Depuis 2007, plusieurs centaines de familles de saisonniers bulgares séjournent temporairement ou de manière permanente dans le Tarn et Garonne, et en particulier dans la ville de Moissac (13 400 habitants). Cette main-d’œuvre permet depuis près de deux décennies de maintenir le dynamisme du secteur agricole du territoire, mais cette présence fait débat : d’aucuns rendent ces nouveaux Moissagais responsables de certaines nuisances en centre-ville et craignent leurs regroupements sur la voie publique.

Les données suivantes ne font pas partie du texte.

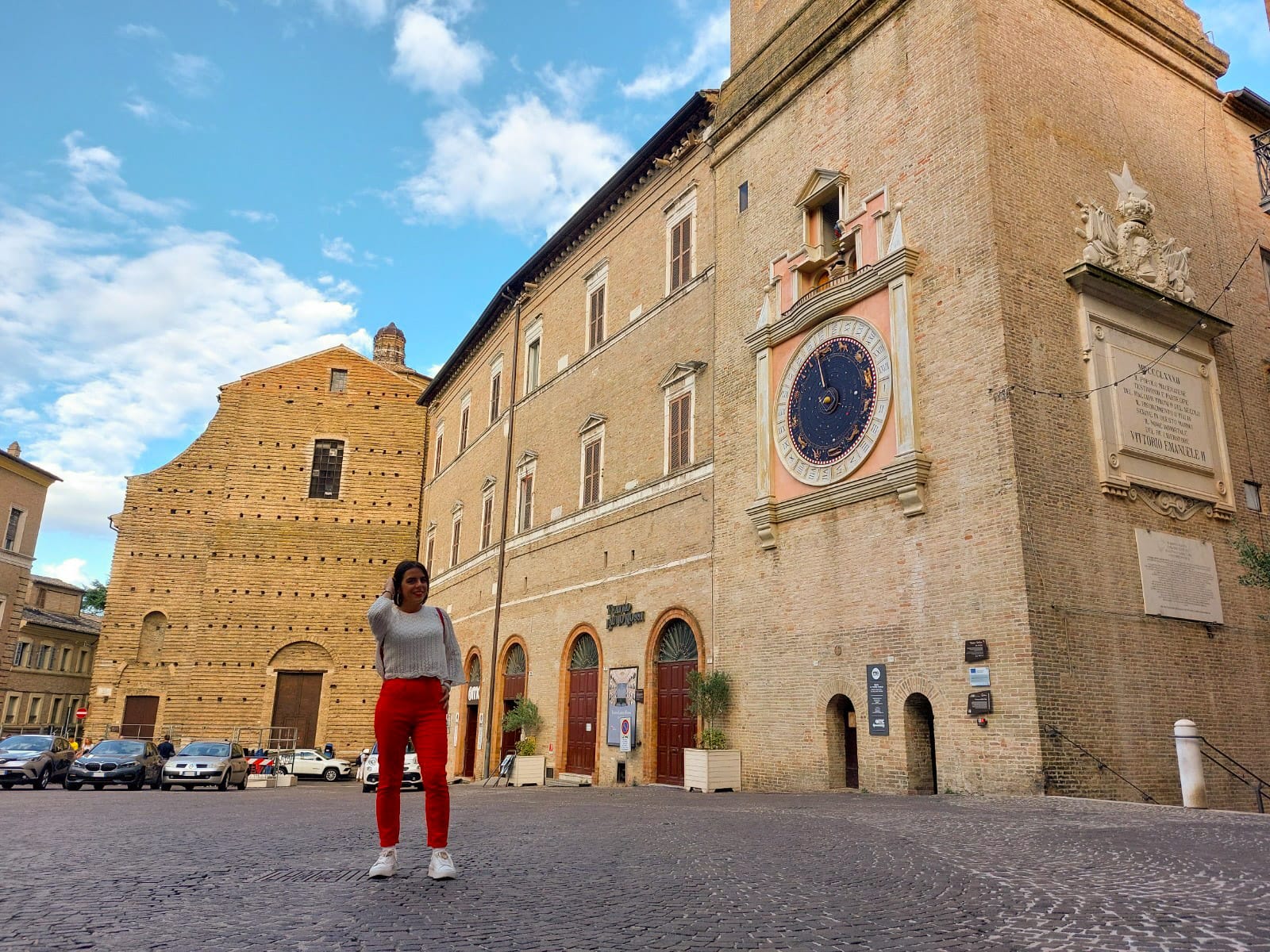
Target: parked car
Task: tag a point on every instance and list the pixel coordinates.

Le maire, Romain Lopez (RN), opposé à cette migration économique, a depuis la campagne électorale 2020 pris pour cible cette migration économique et l’a désignée comme problématique.
Le 11 mars les rédactions de France 3 Occitanie en partenariat avec la Dépêche ont organisé le débat du 1er tour des élections municipales 2026 à Moissac, avec pour invités les quatre têtes de liste : R. Lopez, Jules Duffaut (Horizons), Séverine Laurent (DVC) et Estelle Hemmami (PS-PCF-LE-NPA). La question des travailleurs saisonniers a occupé la première partie des débats, E. Hemmami proposant un travail sur le logement en centre-ville pour mieux accueillir ces populations, améliorer leur intégration et les relations avec les riverains. J. Duffaut a confirmé que « le vrai nœud du problème » était le logement et a souhaité le déploiement sur 10 ans d’un hébergement collectif sur les exploitations agricoles. S. Laurent a critiqué les logements indignes où certains étaient logés (garages de voiture), puis a mis en garde sur des « mafias » contrôlant une partie du flux migratoire et à surveiller. Quant au maire sortant, il a décrit la présence bulgare comme une « immigration massive de peuplement », justifiant son propos par l’arrivée des ouvriers en même temps que le reste de leur famille. E. Hemmami a rétorqué que, lors des autres vagues de migrations liées au travail saisonnier, les ouvriers s’étaient également installés avec leurs familles. R. Lopez souhaite remplacer les ouvriers bulgares par une main-d’œuvre en provenance du Maroc, c’est pourquoi il s’est mis en relation avec la consule du Maroc et les services de l’État. Il a également déclaré que le taux de chômage important à Moissac (13,4 %) était la conséquence de la présence de l’immigration bulgare que les agriculteurs locaux n’employaient plus désormais.
E. Hemmami, qu’un des ouvriers bulgares, Ignat Bonchev, a rejoint sur sa liste, a relativisé ces déclarations, précisant que les travailleurs bulgares étaient employés sur tout le département et même au-delà, jusqu’à Marmande (Lot-et-Garonne) ; une extension géographique du travail saisonnier des Bulgares de Moissac et alentours confirmée par le Centre d'informations et de recherches sur les Balkans.
Sources : France 3 Région, France TV, réseaux sociaux.